Réclamée de longue date par la droite et l'extrême droite, la dénonciation de ce traité a donc obtenu une majorité, de justesse: avec 185 voix contre 184, soit la totalité des troupes de Marine Le Pen et de son allié UDR Éric Ciotti, mais aussi la moitié des groupes LR et Horizons.
"Quand le RN porte des projets ou des convictions que nous partageons, il n'y a aucune raison (...) de ne pas voter ce que nous voulons pour notre pays", a justifié le chef des élus de droite, Laurent Wauquiez.
- Le Pen triomphante -
Du côté du parti d'Édouard Philippe également, "nous demandons cette dénonciation", a rappelé le député Sylvain Berrios, soutenant un texte présenté comme "un mandat donné au gouvernement pour qu'il fasse son travail".
La présidente du groupe Rassemblement national à l'Assemblée nationale, Marine Le Pen, après l'adoption d'une résolution de son parti dénonçant l'accord franco-algérien de 1968, le 30 octobre 2025 à Paris ( AFP / Anne-Christine POUJOULAT )
Une position à rebours de celle de l'exécutif. Le ministre des Relations avec le Parlement, Laurent Panifous, a d'ailleurs fait part de son incompréhension auprès de l'AFP. Auparavant, il avait expliqué à la tribune que Paris entendait "privilégier la voie de la renégociation dans le cadre d'un dialogue exigeant" avec Alger, car il n'y aurait "rien à gagner à une aggravation de la crise" déjà prégnante entre les deux pays.
Mais désormais, "il faut que le gouvernement tienne compte du vote de l'Assemblée nationale", a jugé une Marine Le Pen triomphante, se félicitant d'une "journée que l'on peut qualifier d'historique" pour son parti, dont les initiatives ont toujours fait l'objet d'une opposition de principe au Palais Bourbon.

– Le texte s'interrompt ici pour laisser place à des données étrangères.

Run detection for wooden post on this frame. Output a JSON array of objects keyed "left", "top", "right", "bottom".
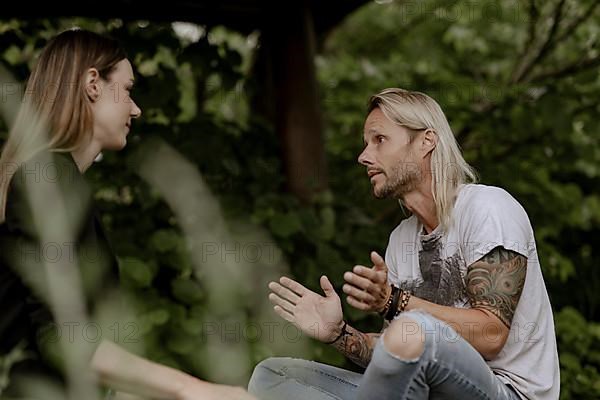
[{"left": 257, "top": 1, "right": 327, "bottom": 201}]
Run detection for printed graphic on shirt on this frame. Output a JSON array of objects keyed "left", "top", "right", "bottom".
[{"left": 400, "top": 231, "right": 468, "bottom": 307}]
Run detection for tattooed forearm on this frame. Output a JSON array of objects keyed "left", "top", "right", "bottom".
[
  {"left": 333, "top": 326, "right": 381, "bottom": 368},
  {"left": 466, "top": 247, "right": 527, "bottom": 328}
]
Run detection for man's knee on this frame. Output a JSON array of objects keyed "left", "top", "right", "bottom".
[
  {"left": 248, "top": 357, "right": 287, "bottom": 394},
  {"left": 383, "top": 316, "right": 425, "bottom": 360}
]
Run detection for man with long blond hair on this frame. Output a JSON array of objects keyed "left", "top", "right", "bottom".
[{"left": 249, "top": 88, "right": 560, "bottom": 400}]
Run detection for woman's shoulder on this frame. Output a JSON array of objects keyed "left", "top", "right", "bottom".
[{"left": 5, "top": 152, "right": 93, "bottom": 233}]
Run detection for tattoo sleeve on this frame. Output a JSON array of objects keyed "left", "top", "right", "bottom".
[
  {"left": 333, "top": 326, "right": 381, "bottom": 368},
  {"left": 466, "top": 246, "right": 527, "bottom": 329}
]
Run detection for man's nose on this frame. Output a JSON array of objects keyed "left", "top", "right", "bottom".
[{"left": 358, "top": 146, "right": 373, "bottom": 166}]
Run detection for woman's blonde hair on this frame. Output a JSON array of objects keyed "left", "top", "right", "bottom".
[
  {"left": 367, "top": 88, "right": 477, "bottom": 230},
  {"left": 0, "top": 29, "right": 127, "bottom": 223}
]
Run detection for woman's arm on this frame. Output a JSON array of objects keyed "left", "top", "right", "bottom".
[{"left": 91, "top": 341, "right": 254, "bottom": 400}]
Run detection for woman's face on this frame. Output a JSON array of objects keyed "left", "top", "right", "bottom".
[{"left": 91, "top": 59, "right": 142, "bottom": 150}]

Le ministre des Relations avec le Parlement, Laurent Panifous, à l'Assemblée nationale le 30 octobre 2025 ( AFP / Anne-Christine POUJOULAT )
Un barrage qu'a de nouveau tenté d'ériger la gauche en dénonçant, à l'instar de l'Insoumis Bastien Lachaud, les "lubies racistes" et "l'obsession morbide" d'un RN qui "rejoue à l'infini la guerre d'Algérie".
Mais ni LFI, ni les socialistes, les écologistes et les communistes n'ont fait le plein, avec 143 voix cumulées contre le texte sur un total de 195.
Les critiques se sont toutefois concentrées sur Gabriel Attal et son groupe Ensemble pour le République, dont seulement 30 députés ont voté contre le texte. Telle était pourtant la consigne, selon un cadre attaliste, quand bien même le leader du parti Renaissance avait lui-même appelé à dénoncer l'accord de 1968.
- Attal absent et critiqué -
L'intéressé s'est surtout fait remarquer par son absence lors du débat et du vote - il participait au même moment à un forum sur la transformation durable du tourisme.
"Ils étaient où les macronistes?" a réagi le patron du PS Olivier Faure. "Cette voix qui nous a manqué pour faire face au RN, c'est celle de Gabriel Attal", a même affirmé la cheffe du groupe écologiste Cyrielle Chatelain.
Dans la foulée de ce coup de théâtre, le RN espère décrocher une deuxième victoire sur sa proposition de loi pour rétablir le délit de séjour irrégulier, idée également "majoritaire au sein de l'Assemblée", selon Marine Le Pen.
Le même rapport de forces semblait en tout cas se dessiner avant le déjeuner, avec l'appui de LR et Horizons. Les premiers revendiquant la paternité originelle de cette mesure instaurée sous Nicolas Sarkozy et abrogée sous François Hollande - "une faute politique et morale" selon Eric Pauget. Les seconds se plaçant dans la même filiation avec la "volonté de restaurer l'autorité de l'Etat", a souligné Xavier Albertini.
Positions toujours contraires à celle du gouvernement, qui "ne soutiendra pas" un texte qualifié de "posture simplement démagogique" par le ministre de l'Intérieur Laurent Nuñez, et des macronistes qui ont dénoncé "l'archétype de la loi d'affichage" par la voix de Thomas Cazenave.